I'm in that exact situation. I forgot that when I lift up on the back that I am inducing slippage on the tires. I have a weight all set to install, but haven't done it yet. I guess that will be a summer project, or more likely Fall. I bought chains, but they don't work - yet, with the X-Tracs, but as the tires wear down, then the chains will be installed.


----------



## DriverRider (Nov 20, 2016)

Spectrum said:


> I'm not going to say weigh isn't an issue but as mentioned it is a challenge to things like handle structures when you add extra. 2 tings I have observed can help manage the tendency to ride up. 2) Sharpen your cutter (scraper) bar. Pete


True enough as blowers from the sixties needed 40-50lbs (estimate) of down force on the bars to raise the bucket. Manufacturers of today have to design things as to not be objectionable to any ones' concern that it is too heavy, yet the old way was correct. Old school scraper bars did have an edge ground in.


----------



## CarlB (Jan 2, 2011)

i have 20 lbs on nose weight on my 84 large frame cub cadet and it does make a difference. My old cub also has a differential and roller skids which makes things easier.


----------



## RedOctobyr (Mar 2, 2014)

That's a good point, thanks. My Ariens has a differential, axle bearings, and tire chains. 

So for me, more weight on the wheels is good (better traction), since it doesn't really make the machine harder to turn. But I tend to forget that with a locked axle, yeah, that gets tougher to turn if you're adding extra weight to the machine. 

Now, add fewer pounds, but hang it beyond the front of the bucket somehow, and you can still help hold the bucket down, but not require as many extra pounds to do it.


----------



## Town (Jan 31, 2015)

RedOctobyr said:


> ...
> Now, add fewer pounds, but hang it beyond the front of the bucket somehow, and you can still help hold the bucket down, but not require as many extra pounds to do it.

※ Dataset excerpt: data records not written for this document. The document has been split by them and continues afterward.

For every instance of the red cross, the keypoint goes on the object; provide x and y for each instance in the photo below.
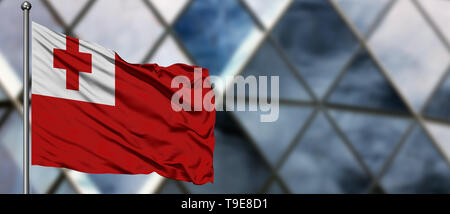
(73, 61)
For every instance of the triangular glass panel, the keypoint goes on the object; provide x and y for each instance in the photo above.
(169, 9)
(414, 59)
(238, 168)
(169, 53)
(364, 86)
(274, 138)
(11, 174)
(438, 10)
(216, 33)
(131, 44)
(417, 168)
(441, 132)
(267, 11)
(316, 40)
(439, 106)
(267, 62)
(68, 10)
(322, 163)
(362, 13)
(373, 137)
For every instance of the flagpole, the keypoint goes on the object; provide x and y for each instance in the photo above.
(26, 7)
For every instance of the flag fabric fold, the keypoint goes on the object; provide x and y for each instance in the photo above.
(94, 112)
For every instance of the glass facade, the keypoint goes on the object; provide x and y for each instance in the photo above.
(364, 90)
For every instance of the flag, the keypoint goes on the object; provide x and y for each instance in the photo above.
(95, 113)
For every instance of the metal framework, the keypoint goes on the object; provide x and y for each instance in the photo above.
(81, 183)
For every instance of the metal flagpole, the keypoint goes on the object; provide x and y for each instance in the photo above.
(26, 7)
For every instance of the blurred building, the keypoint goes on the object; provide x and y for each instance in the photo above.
(364, 90)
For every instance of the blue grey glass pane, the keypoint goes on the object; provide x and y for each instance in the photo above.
(363, 85)
(275, 188)
(322, 163)
(418, 168)
(115, 183)
(316, 40)
(212, 31)
(11, 175)
(237, 166)
(268, 63)
(170, 187)
(273, 138)
(439, 106)
(65, 188)
(373, 137)
(362, 13)
(415, 59)
(12, 35)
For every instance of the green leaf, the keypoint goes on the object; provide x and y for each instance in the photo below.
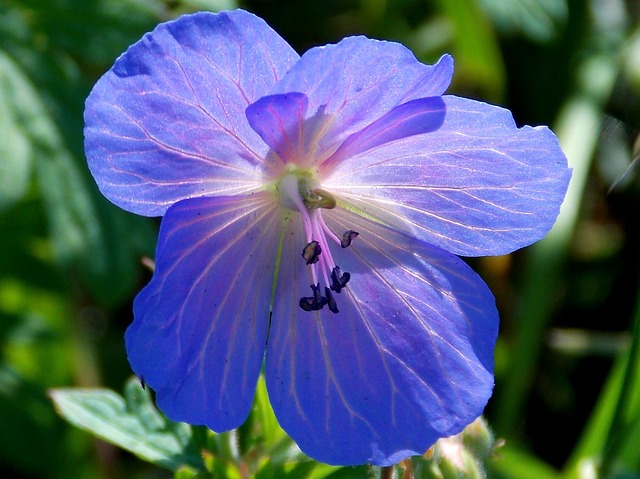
(129, 423)
(15, 150)
(478, 58)
(539, 20)
(514, 463)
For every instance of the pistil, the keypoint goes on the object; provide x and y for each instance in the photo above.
(298, 191)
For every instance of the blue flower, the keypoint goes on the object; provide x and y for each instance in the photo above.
(313, 210)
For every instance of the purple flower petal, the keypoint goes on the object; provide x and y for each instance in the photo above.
(168, 122)
(358, 80)
(200, 325)
(407, 360)
(477, 185)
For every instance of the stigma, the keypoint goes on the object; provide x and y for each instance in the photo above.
(298, 191)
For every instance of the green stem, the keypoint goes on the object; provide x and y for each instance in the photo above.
(620, 422)
(577, 129)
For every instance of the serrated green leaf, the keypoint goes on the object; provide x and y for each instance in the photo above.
(105, 414)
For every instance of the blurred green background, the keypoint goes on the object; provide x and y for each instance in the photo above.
(568, 369)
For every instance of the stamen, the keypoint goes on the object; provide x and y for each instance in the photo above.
(333, 306)
(311, 252)
(319, 198)
(315, 302)
(348, 237)
(339, 279)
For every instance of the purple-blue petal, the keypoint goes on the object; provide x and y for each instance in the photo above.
(476, 185)
(415, 117)
(359, 80)
(408, 359)
(167, 121)
(279, 120)
(200, 325)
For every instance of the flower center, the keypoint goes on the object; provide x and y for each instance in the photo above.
(298, 190)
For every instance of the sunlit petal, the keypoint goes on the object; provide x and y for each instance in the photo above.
(477, 185)
(201, 323)
(407, 360)
(279, 120)
(415, 117)
(358, 80)
(167, 121)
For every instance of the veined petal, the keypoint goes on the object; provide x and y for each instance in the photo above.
(415, 117)
(407, 360)
(200, 325)
(167, 121)
(477, 185)
(358, 80)
(279, 119)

A number of new snowblowers have a 3 element drift cutter that would allow variations in weight. The two sides are joined by a bar just above and forward of the bucket. Yamaha have this and a couple of posters here have spectacular versions. An advantage of this setup is the maintenance position is held by the cross bar so the machine is in a vertical rather than tilted forward position that makes it safer.


----------



## JLawrence08648 (Jan 15, 2017)

Town said:


> A number of new snowblowers have a 3 element drift cutter that would allow variations in weight. The two sides are joined by a bar just above and forward of the bucket. Yamaha have this and a couple of posters here have spectacular versions. An advantage of this setup is the maintenance position is held by the cross bar so the machine is in a vertical rather than tilted forward position that makes it safer.


The bar out front is not new, been out for 40 years. I wouldn't put anything of substance in front of the auger, would scare me besides being pushed into the snow, it's not a cutting knife or a drift cutter.


----------



## RedOctobyr (Mar 2, 2014)

JLawrence08648 said:


> I wouldn't put anything of substance in front of the auger, would scare me besides being pushed into the snow, it's not a cutting knife or a drift cutter.


I was picturing it mounted near the top of the bucket, not down low. Tilt the weights vertical or forward, like drift cutters, to help hold the bucket down. Or tilt backwards, to take the weight off the bucket, and bring it closer to the wheels. 

Picture something like the Yamaha setup, but able to pivot into 2 positions. If you could do it with the Yamaha-style crossbar, then perhaps the weight could be mounted to the crossbar itself, though it would probably bounce/flex less if you mounted the weights to the vertical, side members instead.


----------